In these studies, we have utilized between- and within-subject sperm sncRNA comparisons and provided an initial framework onto which additional human subject data can be built. These data confirm high expressing common miRNA, tRNA, and piRNA that were dynamic in their pattern of expression over time, likely responsive to a factor in the internal or external environment. Further, using our perceived stress state analyses, we were able to identify miRNA and tRNA that fit strict modeling criteria for changing their expression levels following a previous perceived high stress state. Much work remains to be done in this field, but these data provide a powerful starting point. From here, it is conceivable that one day we may be able to map onto such a normative data set the sncRNA expression of fathers of children with neurodevelopmental disorders or men with traumatic experiences, such as returning from military service, and be able to identify biomarkers predictive of offspring developmental risk and resilience factors.

Methods and materials

Subject recruitment

A cohort of 18 healthy males was recruited from the University of Pennsylvania student body to establish normative sperm molecular signatures as a benchmark for comparison to later clinical populations. The study was approved by the Perelman School of Medicine at the University of Pennsylvania Institutional Review Board, all participants provided written informed consent, and all research was performed in accordance with relevant guidelines. Subjects between the ages of 18 and 25 were screened for history of major medical illnesses, mental health diagnoses, and substance abuse.

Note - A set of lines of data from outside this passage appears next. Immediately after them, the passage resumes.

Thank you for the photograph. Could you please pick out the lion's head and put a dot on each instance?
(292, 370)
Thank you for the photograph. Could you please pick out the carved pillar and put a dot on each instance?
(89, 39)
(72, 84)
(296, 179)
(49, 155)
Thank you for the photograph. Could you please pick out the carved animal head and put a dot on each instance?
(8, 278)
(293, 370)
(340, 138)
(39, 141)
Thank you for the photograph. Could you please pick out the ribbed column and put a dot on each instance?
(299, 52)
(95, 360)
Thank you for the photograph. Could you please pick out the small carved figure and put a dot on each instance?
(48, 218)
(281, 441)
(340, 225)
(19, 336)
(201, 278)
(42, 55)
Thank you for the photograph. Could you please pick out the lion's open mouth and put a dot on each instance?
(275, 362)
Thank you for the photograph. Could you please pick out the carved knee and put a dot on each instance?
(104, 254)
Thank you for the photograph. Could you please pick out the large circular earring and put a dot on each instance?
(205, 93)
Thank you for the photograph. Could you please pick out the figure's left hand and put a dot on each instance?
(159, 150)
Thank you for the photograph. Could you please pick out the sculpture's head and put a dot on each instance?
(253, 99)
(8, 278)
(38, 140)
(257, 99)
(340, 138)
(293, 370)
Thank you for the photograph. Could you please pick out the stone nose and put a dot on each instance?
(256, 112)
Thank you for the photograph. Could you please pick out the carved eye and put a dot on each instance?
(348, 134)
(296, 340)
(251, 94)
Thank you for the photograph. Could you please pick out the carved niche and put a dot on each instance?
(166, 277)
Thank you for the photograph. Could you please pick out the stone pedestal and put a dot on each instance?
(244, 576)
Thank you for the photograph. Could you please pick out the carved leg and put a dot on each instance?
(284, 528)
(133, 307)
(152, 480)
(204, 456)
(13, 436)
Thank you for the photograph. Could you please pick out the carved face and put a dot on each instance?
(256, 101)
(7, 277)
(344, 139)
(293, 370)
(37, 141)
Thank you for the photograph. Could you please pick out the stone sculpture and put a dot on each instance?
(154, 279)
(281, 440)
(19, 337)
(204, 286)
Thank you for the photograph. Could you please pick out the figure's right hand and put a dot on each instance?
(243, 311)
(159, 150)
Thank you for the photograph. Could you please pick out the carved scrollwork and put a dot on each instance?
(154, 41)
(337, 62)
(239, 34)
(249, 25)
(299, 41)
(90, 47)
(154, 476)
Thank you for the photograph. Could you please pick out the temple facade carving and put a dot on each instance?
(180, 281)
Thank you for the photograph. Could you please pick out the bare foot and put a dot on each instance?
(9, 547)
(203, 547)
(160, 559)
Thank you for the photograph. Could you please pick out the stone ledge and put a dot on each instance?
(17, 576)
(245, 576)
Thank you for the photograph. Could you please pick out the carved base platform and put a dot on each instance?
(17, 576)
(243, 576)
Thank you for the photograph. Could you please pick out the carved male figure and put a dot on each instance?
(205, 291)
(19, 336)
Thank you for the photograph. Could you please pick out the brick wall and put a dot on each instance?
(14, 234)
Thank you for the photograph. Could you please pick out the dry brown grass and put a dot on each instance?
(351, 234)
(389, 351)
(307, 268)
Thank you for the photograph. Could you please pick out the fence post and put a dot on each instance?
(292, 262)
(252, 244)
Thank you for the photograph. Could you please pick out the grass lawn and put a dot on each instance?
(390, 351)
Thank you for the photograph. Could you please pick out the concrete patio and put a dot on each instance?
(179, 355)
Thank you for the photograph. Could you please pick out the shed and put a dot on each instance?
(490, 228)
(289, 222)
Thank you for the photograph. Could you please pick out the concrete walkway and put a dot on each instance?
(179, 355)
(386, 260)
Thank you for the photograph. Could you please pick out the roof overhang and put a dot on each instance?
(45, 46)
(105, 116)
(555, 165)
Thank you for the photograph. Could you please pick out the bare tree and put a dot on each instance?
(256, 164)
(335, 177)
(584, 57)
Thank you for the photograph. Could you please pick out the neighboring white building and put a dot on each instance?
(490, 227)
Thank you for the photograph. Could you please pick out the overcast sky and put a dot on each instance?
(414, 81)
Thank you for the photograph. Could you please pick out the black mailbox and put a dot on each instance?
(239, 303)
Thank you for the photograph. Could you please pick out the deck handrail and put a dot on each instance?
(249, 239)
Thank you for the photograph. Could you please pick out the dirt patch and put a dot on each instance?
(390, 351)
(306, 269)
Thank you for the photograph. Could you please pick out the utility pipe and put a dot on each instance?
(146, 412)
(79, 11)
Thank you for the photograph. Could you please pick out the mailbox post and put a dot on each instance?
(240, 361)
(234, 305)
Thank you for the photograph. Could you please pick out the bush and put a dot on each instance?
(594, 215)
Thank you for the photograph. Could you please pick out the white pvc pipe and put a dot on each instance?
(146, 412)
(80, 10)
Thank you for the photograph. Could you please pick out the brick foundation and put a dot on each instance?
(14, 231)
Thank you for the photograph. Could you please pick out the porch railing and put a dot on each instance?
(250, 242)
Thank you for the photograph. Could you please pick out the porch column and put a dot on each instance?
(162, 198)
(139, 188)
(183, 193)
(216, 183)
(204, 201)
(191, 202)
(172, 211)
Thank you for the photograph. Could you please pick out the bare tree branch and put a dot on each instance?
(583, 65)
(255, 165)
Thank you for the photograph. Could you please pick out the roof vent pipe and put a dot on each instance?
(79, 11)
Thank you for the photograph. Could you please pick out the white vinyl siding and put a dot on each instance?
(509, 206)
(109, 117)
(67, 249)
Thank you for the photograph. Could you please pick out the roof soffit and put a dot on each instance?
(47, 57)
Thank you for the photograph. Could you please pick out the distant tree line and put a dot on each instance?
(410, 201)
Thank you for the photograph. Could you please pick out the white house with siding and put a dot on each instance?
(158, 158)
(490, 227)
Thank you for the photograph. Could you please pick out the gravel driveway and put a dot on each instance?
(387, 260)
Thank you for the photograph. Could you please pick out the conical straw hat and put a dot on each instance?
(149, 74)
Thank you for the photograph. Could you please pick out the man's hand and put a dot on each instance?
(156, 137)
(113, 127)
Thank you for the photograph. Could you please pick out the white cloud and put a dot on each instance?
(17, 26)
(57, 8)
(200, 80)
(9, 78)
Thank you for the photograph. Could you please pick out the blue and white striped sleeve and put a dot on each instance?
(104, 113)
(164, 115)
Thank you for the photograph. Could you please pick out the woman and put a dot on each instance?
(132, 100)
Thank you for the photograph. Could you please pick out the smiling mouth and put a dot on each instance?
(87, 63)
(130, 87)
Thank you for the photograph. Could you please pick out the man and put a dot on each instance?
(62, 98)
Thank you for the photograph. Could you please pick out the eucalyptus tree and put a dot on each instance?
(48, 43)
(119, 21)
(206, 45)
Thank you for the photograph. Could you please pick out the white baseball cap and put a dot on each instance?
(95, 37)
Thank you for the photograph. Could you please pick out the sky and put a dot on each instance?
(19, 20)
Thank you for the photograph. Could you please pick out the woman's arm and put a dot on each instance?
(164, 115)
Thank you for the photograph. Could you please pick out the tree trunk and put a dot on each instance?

Grounds for exclusion included: (1) history (participant self-report) of major medical illnesses or other current medical conditions that the physician investigator deemed as contraindicated for study participation; (2) regular or recreational use of any psychotropic medication (e.g., antidepressants, antipsychotics, psychostimulants or anxiolytics), as per self-report, (3) recent (within previous year) diagnosis (per MINI International Neuropsychiatric Interview) or treatment for any psychiatric disorder or substance use disorder (previous 2 years), (4) lifetime history of schizophrenia or other psychotic disorder, substance addiction disorder (excepting nicotine), (5) current use of any tobacco products, determined by urine cotinine level; and (6) positive drug screen for any substance, determined by urine drug screen at screening[100].

Study procedures

The study involved a total of 7 visits. The first visit was a screening visit to determine participant eligibility. The following 6 visits were sperm collection visits. During the screening visit, subjects underwent an in-office assessment including a urine toxicology screen, urine cotinine screen, and clinical assessments, including the Adverse Childhood Experiences (ACE) questionnaire, and the MINI International Neuropsychiatric Interview[100,101]. Subsequent visits (2–7) took place once a month for 6 months. At these visits, subjects submitted a semen sample, collected at home within the previous hour, to experienced andrologists at Penn Fertility Care clinic for processing and sample cryopreservation. Participants were asked to abstain from ejaculation for 48 h prior to semen collection. Within the same day, participants also completed a series of questionnaires to assess stress and anxiety experienced over the previous month, including the Perceived Stress Scale (PSS) and the Spielberger State Trait Anxiety Inventory (STAI)[61,102]. The PSS is the most commonly used instrument to assess perception of stress over the previous month[61]. It measures the degree to which situations in a subject’s life are appraised as stressful. The instrument taps into how unpredictable, uncontrollable and overloaded respondents experience their lives. The 10-item scale includes a number of direct queries about current levels of experienced stress during the last month. One participant did not return for their final donation, therefore only timepoints 1–5 were available for subject 11. In addition, one subject was excluded due to consistently low sperm quality across donated samples, leaving a final study cohort of 17 subjects for sperm sncRNA analysis.

Sperm sncRNA sequencing

Procedures for the isolation of small RNA from mature sperm were adapted from a published protocol[103]. Briefly, cryopreserved sperm samples were thawed, suspended in PureSperm Buffer (Nidacon), then mature sperm were enriched by centrifugation (300g, 15 min) through a 50% PureSperm density gradient (Nidacon). Sperm were then lysed in TRIzol-LS (Thermo Fisher) reagent, supplemented with 0.2 M β-mercaptoethanol and 100 mg of nuclease-free stainless-steel beads, by homogenization on a Disruptor Genie (Scientific Industries) at 3000 rpm for 5 min. RNA, enriched for small RNA, was isolated using Qiagen’s miRNeasy Mini kit according to manufacturer’s instructions. RNA concentration and quality were assessed using Agilent’s small RNA chips run on a Bioanalyzer 2100 (Agilent Technologies). The small RNA content of sperm samples was analyzed by small RNA sequencing. Libraries were constructed using the TruSeq small RNA Library Prep Kit (Illumina). RNA input for library preparation was standardized to 10 ng of small RNA, in accordance with the manufacturer’s protocol. Post-PCR cleanup and size selection for products > 100 bp was performed using AMPure XP bead purification. Library size distribution and quantification was performed on a TapeStation 4200 (Agilent) using their High Sensitivity D1000 screentape. Individually barcoded libraries were pooled to achieve ~ 10 million reads per sample and sequenced on an Illumina NextSeq 550 (36-bp single-end).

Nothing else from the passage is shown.